On Admiring Failure
I often hear someone say: “I don’t want to deal with him — he’s got a track record of failures.” And I suppose if it’s a systemic thing, where a person repeats the same mistakes over and over, that really is a warning sign. But more often it’s the other way around: it’s precisely the people who have lived through their failures and pulled lessons out of them who end up far stronger and far more seasoned than those who haven’t hit a wall yet.
From childhood, fairy tales teach us that everything ends well. And somewhere deep down we come to believe that anyone who hasn’t fallen yet must hold some secret formula for success — that they can be trusted without a second thought. But that’s the opposite of the truth. Everything happens for the first time. A failure isn’t always the result of a personal mistake or someone’s incompetence. Often it’s just a consequence of context: a combination of hundreds of external factors the person simply couldn’t have influenced.

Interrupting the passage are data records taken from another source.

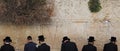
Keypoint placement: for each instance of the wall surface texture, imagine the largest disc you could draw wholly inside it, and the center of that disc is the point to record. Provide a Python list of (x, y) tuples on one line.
[(71, 18)]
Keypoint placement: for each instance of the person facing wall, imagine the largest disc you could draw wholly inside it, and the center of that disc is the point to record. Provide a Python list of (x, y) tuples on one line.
[(7, 45), (30, 45), (67, 45), (111, 46), (90, 46), (43, 46)]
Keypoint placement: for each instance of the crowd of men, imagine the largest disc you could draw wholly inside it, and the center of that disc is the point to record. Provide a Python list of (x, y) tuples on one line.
[(66, 45)]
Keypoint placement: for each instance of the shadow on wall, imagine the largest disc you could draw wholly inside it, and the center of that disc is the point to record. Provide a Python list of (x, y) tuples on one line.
[(25, 12)]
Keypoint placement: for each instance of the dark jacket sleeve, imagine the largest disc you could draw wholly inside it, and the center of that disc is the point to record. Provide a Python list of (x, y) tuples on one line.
[(13, 49), (95, 49), (83, 49), (116, 48), (63, 47), (104, 49), (76, 49), (25, 47)]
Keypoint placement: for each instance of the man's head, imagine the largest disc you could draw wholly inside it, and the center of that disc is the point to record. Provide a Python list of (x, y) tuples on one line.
[(41, 38), (113, 39), (7, 39), (29, 38), (65, 39), (91, 40)]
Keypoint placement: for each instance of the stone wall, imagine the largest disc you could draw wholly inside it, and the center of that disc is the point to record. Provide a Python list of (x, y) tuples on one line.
[(71, 18)]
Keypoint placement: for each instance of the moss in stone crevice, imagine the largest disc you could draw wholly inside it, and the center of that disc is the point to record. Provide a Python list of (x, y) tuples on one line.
[(94, 6)]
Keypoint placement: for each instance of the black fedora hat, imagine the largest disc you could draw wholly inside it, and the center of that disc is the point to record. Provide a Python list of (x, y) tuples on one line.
[(41, 37), (7, 39), (113, 39), (65, 38), (91, 39)]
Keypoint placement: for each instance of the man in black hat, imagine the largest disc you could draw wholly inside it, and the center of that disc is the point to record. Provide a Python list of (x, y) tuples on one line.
[(43, 46), (90, 46), (111, 46), (67, 45), (7, 46), (30, 45)]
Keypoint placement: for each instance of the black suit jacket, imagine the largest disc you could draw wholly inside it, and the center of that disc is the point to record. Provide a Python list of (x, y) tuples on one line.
[(89, 47), (7, 47), (69, 46), (31, 46), (43, 47), (110, 47)]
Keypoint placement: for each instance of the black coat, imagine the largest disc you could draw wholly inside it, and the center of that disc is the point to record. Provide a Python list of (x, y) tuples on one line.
[(43, 47), (31, 46), (69, 46), (89, 47), (110, 47), (7, 47)]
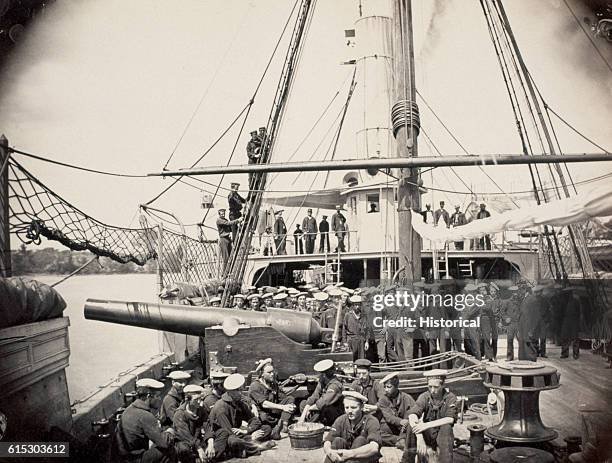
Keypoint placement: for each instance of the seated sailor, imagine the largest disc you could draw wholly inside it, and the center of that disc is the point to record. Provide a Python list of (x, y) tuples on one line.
[(432, 418), (325, 403), (275, 408), (394, 407), (355, 436)]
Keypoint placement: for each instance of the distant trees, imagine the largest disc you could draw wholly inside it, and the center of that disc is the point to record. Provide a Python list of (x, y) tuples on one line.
[(63, 261)]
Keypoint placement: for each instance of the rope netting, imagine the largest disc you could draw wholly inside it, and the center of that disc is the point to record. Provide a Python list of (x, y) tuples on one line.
[(36, 211)]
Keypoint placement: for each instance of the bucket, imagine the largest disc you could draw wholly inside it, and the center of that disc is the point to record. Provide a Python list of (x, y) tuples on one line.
[(306, 436)]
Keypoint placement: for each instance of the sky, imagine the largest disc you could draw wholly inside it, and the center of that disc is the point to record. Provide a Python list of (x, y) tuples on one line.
[(134, 86)]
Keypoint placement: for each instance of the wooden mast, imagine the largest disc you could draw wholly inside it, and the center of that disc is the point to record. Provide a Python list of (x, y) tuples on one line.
[(405, 128)]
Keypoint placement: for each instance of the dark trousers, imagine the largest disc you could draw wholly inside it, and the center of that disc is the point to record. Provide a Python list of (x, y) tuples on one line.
[(339, 443), (440, 439), (324, 243)]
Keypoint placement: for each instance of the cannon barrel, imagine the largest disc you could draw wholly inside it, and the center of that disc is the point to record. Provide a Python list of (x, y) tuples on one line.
[(185, 319)]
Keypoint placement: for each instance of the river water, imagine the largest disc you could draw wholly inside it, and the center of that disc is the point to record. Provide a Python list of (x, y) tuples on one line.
[(100, 351)]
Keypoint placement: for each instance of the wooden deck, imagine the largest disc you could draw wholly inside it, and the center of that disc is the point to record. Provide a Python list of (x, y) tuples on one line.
[(586, 385)]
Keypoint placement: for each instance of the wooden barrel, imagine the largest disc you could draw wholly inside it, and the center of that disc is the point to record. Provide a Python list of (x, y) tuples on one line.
[(306, 436)]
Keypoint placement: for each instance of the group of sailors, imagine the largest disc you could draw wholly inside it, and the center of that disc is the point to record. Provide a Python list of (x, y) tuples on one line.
[(527, 314), (226, 419), (457, 219)]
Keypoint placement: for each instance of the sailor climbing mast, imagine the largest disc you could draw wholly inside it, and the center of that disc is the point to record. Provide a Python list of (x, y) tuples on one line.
[(405, 120)]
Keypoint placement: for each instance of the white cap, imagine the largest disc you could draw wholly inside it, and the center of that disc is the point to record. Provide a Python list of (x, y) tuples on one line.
[(150, 383), (323, 365), (234, 382), (179, 374)]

The venture industry is a beautiful example. Here a startup’s failure is taken as the norm. More than that — funds often invite the founders of failed projects onto their investment committees, or name them “founder in residence,” an entrepreneur kept on the bench, ready to join a new project. A great example is Sam Altman, the current head of OpenAI (the team that gave the world ChatGPT). His first startup, Loopt, failed, but after that he was brought into the Y Combinator accelerator, where he made such a mark that he eventually came to lead OpenAI. And here’s the result: a man who failed and lost his investors’ money ends up changing the future of the planet.

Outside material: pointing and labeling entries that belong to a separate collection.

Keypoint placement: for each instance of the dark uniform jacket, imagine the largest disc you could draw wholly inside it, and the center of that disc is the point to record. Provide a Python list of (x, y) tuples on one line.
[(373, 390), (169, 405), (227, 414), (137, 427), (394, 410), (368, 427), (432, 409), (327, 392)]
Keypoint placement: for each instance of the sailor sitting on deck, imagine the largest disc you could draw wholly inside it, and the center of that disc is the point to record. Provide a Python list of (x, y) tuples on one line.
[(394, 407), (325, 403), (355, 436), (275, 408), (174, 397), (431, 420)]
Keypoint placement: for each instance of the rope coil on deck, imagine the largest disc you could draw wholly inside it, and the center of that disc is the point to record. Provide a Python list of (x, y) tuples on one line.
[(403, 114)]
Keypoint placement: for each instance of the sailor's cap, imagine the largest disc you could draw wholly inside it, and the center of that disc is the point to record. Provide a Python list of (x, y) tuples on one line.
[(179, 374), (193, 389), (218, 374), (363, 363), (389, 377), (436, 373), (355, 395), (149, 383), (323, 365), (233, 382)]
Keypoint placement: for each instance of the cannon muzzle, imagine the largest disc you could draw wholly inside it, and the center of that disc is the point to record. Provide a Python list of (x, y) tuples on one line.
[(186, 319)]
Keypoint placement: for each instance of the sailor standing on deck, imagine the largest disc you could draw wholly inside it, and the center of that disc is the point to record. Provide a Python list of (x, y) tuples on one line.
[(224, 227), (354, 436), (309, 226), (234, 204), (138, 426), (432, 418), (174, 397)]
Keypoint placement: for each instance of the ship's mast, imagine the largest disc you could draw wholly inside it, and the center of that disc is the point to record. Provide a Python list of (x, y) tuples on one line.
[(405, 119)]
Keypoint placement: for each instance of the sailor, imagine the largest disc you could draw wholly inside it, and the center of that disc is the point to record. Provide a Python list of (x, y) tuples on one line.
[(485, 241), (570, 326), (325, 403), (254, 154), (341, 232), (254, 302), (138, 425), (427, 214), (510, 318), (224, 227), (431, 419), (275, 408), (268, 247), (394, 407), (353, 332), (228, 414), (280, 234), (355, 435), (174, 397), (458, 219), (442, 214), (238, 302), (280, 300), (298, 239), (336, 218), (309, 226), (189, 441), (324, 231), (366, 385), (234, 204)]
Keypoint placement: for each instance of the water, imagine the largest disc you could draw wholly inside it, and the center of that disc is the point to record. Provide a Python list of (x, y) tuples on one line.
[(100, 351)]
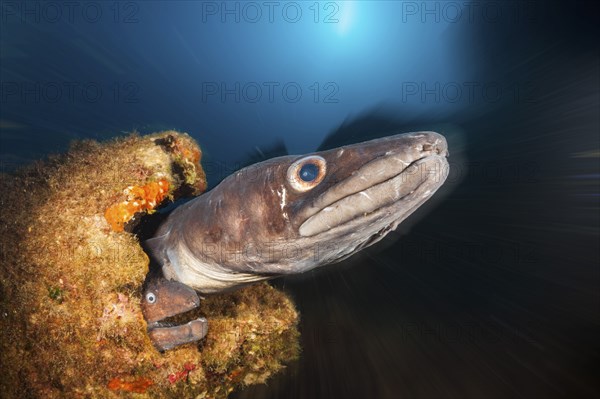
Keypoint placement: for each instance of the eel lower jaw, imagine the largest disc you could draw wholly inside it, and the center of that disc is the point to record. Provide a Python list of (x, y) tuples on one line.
[(408, 188), (165, 336)]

I personally know an entrepreneur who moved to the US from Taiwan. Her first big project didn’t take off either. Yet today she’s the managing partner of a successful venture fund that invests in the most cutting-edge technology companies — and I’m one of its investors.
I’ll be honest: I respect people who have lived through serious trials and drawn lessons from them far more than those still wearing rose-tinted glasses thanks to a lucky run of circumstances. The first kind have a wider view, a deeper understanding, and fewer illusions.
For over a year now my team has been running a hard project in a field that’s a national priority, where almost nothing went according to plan, and we feel an enormous amount of pressure. When people ask me, “How can anyone keep working with you?”, I answer: “We’re exactly who you should keep working with. We’ve walked this road. Any other team would step on the same rake for the first time.”